Electrocatalytic nitrogen reduction reaction (NRR) under ambient conditions is expected to be an environment-friendly and sustainable pathway for ammonia production. However, the low conversion rate and poor Faradaic efficiency of ammonia production attributed to the difficulty in N₂ adsorption, NN bond activation and concurrent hydrogen evolution reaction (HER) in aqueous electrolyte medium, inhibit its practical applications. Hence, development of robust and efficient electrocatalyst is highly desirable. In this work, designing N₂ reduction catalyst is purely based on assembling metal atoms of different N₂ adsorption affinities, in the form of bimetallic borate.

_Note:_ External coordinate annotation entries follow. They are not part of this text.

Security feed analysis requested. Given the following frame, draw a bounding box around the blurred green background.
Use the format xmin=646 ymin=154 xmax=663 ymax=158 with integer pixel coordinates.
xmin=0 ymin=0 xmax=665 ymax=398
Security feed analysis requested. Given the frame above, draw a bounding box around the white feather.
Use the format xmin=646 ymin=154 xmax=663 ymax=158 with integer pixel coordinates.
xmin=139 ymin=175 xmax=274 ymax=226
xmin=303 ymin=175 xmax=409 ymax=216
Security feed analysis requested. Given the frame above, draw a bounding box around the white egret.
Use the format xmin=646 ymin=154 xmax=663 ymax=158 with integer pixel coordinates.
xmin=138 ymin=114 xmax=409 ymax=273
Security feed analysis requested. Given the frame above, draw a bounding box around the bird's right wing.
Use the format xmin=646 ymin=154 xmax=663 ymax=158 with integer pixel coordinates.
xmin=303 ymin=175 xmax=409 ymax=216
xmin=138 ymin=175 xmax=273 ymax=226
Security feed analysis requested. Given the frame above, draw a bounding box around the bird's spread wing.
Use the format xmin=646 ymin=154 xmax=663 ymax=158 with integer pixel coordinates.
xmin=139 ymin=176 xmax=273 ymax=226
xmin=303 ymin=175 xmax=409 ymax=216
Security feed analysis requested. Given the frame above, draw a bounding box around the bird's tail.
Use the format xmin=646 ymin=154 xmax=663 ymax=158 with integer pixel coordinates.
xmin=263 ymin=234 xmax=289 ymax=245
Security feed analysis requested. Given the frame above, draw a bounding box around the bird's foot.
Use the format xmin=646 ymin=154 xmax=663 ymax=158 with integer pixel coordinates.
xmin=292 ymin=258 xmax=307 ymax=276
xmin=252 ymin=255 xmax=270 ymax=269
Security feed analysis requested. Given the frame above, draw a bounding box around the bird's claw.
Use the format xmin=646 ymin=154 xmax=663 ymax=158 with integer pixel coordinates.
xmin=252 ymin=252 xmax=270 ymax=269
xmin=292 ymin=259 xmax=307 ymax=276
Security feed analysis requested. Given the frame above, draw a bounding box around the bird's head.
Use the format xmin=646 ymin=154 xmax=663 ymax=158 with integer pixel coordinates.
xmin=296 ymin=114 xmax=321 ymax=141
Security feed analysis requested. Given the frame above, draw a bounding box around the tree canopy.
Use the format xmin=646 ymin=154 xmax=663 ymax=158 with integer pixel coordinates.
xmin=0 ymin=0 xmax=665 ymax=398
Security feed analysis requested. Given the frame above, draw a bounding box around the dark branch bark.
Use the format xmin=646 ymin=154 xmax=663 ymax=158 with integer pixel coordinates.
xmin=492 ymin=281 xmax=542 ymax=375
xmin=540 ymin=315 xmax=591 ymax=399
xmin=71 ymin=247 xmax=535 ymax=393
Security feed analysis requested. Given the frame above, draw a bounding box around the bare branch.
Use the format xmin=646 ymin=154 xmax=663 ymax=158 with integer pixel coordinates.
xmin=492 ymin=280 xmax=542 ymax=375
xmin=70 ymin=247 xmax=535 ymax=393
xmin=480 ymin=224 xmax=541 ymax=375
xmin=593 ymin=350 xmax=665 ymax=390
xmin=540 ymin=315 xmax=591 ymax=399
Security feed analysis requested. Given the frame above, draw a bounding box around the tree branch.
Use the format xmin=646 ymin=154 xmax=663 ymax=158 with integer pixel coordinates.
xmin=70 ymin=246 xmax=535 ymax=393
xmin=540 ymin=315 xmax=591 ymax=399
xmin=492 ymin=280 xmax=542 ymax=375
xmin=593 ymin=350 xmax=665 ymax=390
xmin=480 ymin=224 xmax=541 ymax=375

In addition, N₂ being Lewis base can preferentially adsorb on the Lewis acid boron over H⁺ in acidic medium and suppress HER. To test this hypothesis, a bimetallic cobalt iron borate (CoFeBO) is designed in the form of nanoflakes using high energy ball-milling method. The electrocatalytic N₂ reduction is carried out in a H-cell fitted with proton exchange nafion-211 membrane using 0.05 M H₂SO₄ aqueous electrolyte. After the electrocatalytic N₂ reduction, the resultant NH₄⁺ ion concentration in the electrolyte is quantitatively analysed with the help of indophenol-blue method. As synthesised CoFeBO nanoflakes show NH₃ yield of 11.2 μg h⁻¹ cm⁻² with significant faradic efficiency of 47.8 % at +0.05 V vs RHE. The DFT calculations show that NRR mechanism favours the associative alternating pathway. It is concluded that the cobalt-site in CoFeBO catalyst offers the least energy barrier of 0.85 eV for hydrogenation of nitrogen atoms.